For both steps, I see no reason why we should use $\Omega$ as you've been given it, rather than translate it so that things are at the origin, just to make the algebra easier. So let's move everything so that $f(x) = |x|$ and $\Omega = (-1,1)$. From here, I provide a sketch of the argument, leaving the details to you - there is really no good way to get a grip on Sobolev spaces other than doing some of these calculations.
I claim a weak-derivative of this function is the Heaviside step function $H(x)$. I leave the proof to you - this should be not so hard since the definition of the weak derivative is basically just integration by parts against test functions, and on each ray, the derivative is $\pm 1$, only being undefined at $0$. Is this function $L^2$? Yes.
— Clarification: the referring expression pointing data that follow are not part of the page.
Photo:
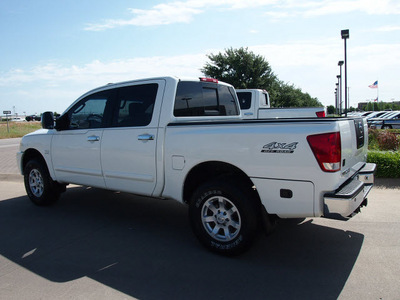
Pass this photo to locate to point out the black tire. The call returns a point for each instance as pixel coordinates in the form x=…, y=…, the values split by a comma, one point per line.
x=224, y=217
x=39, y=186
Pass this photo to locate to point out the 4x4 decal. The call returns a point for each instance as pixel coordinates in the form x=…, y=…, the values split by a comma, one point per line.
x=275, y=147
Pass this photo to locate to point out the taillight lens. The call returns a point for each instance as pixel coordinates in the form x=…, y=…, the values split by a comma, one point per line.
x=327, y=150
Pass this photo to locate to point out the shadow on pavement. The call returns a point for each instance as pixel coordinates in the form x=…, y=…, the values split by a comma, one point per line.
x=145, y=249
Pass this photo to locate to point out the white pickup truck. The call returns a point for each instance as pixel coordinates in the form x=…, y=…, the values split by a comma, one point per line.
x=255, y=104
x=186, y=140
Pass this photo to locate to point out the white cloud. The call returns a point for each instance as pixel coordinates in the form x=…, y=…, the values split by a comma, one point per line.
x=184, y=11
x=311, y=65
x=389, y=28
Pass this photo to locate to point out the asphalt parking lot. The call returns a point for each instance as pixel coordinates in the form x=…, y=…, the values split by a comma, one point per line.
x=96, y=244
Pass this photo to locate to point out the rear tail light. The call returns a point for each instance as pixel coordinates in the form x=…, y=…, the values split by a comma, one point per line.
x=204, y=79
x=327, y=150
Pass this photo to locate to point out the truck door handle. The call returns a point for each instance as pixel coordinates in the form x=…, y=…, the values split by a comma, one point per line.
x=146, y=137
x=93, y=138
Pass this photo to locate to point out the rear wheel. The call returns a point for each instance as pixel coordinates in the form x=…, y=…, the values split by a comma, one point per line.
x=39, y=186
x=223, y=216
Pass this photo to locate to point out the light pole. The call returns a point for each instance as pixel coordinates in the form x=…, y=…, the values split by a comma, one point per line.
x=336, y=100
x=340, y=64
x=339, y=88
x=345, y=35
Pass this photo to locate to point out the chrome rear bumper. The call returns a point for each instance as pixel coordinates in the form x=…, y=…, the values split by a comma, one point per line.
x=347, y=201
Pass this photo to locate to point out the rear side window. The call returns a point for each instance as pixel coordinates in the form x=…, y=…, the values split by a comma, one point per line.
x=135, y=105
x=194, y=99
x=244, y=100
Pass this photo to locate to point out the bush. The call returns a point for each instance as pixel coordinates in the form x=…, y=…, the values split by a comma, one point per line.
x=388, y=163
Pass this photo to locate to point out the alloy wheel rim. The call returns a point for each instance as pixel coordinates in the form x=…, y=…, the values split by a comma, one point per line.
x=36, y=183
x=221, y=219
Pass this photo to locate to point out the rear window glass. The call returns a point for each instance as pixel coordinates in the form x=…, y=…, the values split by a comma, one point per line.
x=244, y=100
x=204, y=99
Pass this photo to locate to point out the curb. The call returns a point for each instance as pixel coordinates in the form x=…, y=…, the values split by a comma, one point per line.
x=389, y=183
x=11, y=177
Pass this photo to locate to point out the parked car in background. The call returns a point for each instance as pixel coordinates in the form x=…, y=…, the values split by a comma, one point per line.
x=32, y=118
x=391, y=123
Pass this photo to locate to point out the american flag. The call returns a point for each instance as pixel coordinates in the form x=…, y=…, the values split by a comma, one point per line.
x=374, y=85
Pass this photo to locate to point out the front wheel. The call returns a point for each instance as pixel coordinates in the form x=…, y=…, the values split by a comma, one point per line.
x=223, y=216
x=39, y=186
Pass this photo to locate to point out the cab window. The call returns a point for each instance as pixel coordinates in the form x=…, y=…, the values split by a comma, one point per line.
x=91, y=112
x=135, y=105
x=204, y=99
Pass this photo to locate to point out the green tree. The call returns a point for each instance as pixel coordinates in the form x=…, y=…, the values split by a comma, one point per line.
x=330, y=110
x=241, y=68
x=244, y=69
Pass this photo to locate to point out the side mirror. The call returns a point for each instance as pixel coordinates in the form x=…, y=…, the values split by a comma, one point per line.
x=48, y=120
x=62, y=123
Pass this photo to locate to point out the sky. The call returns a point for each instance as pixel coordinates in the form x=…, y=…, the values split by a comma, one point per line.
x=51, y=52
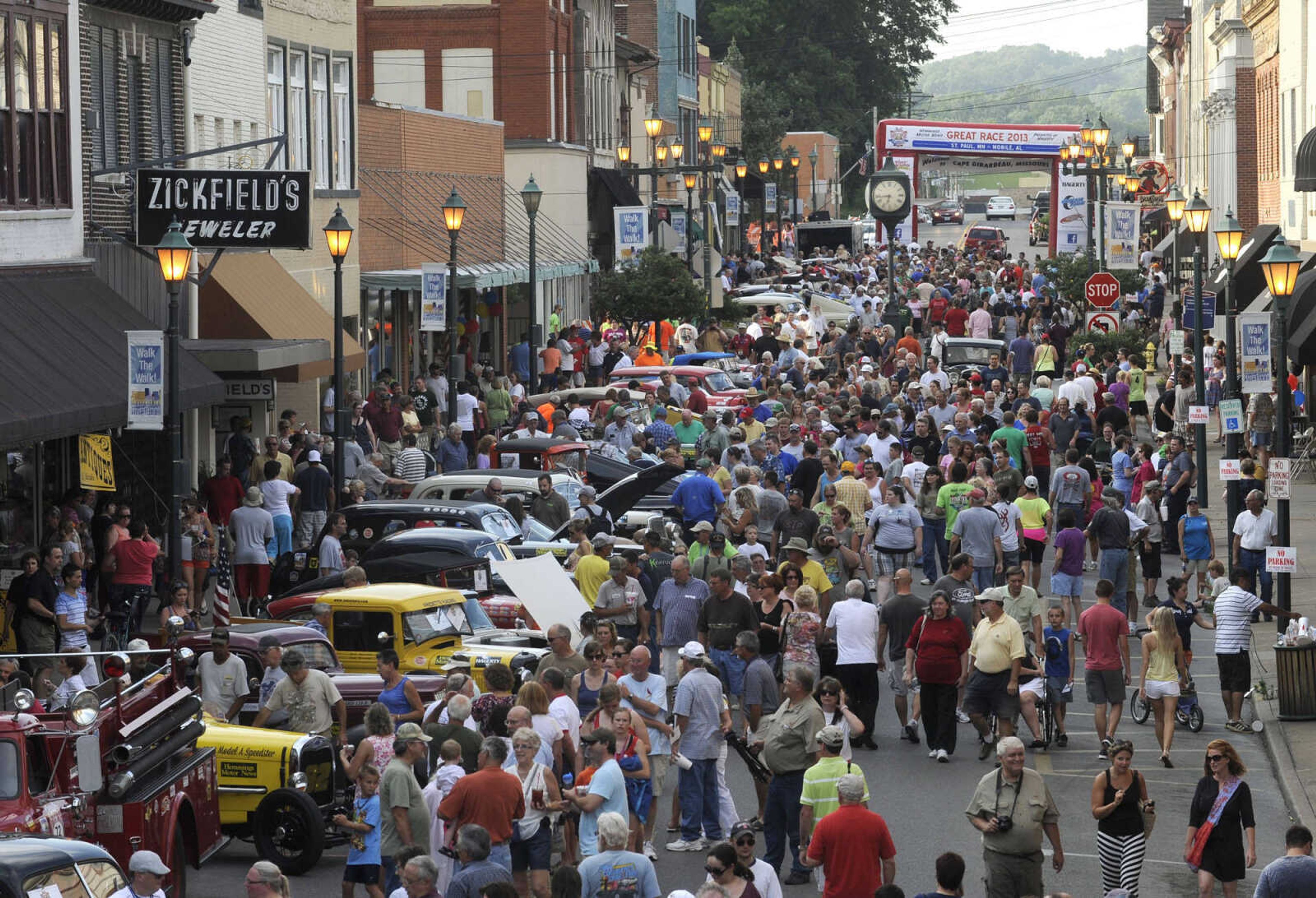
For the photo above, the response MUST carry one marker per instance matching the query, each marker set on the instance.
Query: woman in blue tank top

What's $|H(x)|$? Why is it clearly $L^p$?
What is the second weak derivative? Well it's a weak derivative of $H(x)$. If this function exists, again, it satisfies an integration by parts formula, by definition. But this one is a bit more problematic. One way to prove that such a function does not exist is to take a sequence of test functions, with $\varphi_1(0) = 1$, and then define $\varphi_n(x) = \varphi_1(nx)$. Then since all of these functions have their support contained in $\Omega$, and we are compressing them by a factor of $n$, they go to $0$ in the $L^2$ norm. On the other hand, if you write $\int_\Omega f(x) \varphi_n(x)$ where $f$ denotes a candidate for weak derivative, then can you evaluate this for each $n$? Take the limit, and obtain a contradiction.